Redox‐Active Organic Matter in a Boreal Peatland Demonstrates Resistance to Global Climate Change

Redox-active organic matter (RAOM) reduction is an important control on carbon cycling in boreal peatlands, suppressing methane production via its energetic favorability. However, the effects of global climate change drivers-notably, warming and elevated atmospheric carbon dioxide (CO₂)-on the relationship between RAOM and production of greenhouse gases remains unknown, constituting an important knowledge gap. Here, we leveraged an experimental boreal peatland in northern Minnesota (USA) that has been subjected to a gradient of warming (+0 to +9°C) and elevated CO₂ (+500 ppm) for almost 10 years. To understand in situ effects of field treatments on RAOM, we equilibrated a homogenized peat substrate and peat from the bog along the depth profile for 1 month in the field. Elevated CO₂ did not have a significant effect on RAOM reduction (p > 0.05) in either peat type.
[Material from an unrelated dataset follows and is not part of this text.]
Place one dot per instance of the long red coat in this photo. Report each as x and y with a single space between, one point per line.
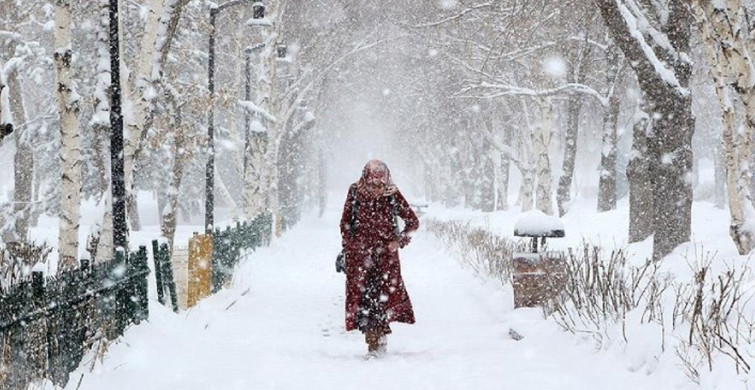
368 244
Increased experimental temperatures stimulated RAOM reduction in the homogenized peat substrate (p < 0.05), but there were no effects of warming on RAOM reduction in peat from the bog (p > 0.05). To better understand indirect effects of the treatments, we also measured the potential for RAOM reduction in peat from each treatment under standardized laboratory conditions. The amount of reduced RAOM was variable at 10-20 cm (~15-70 μmoles e^-/g dw peat) and there were no clear patterns of warming or elevated CO₂ effects on RAOM reduction. We compared these findings to measurements conducted in 2016 and found similar microbial processing of the RAOM pool among treatments and a slight decrease in potential RAOM pools over time at three depths (10-20 cm p = 0.60; 75-100 cm and 175-200 cm p < 0.05). Collectively, our findings suggest an unexpected conclusion: peatland RAOM reduction may be resistant to warming and elevated atmospheric CO₂.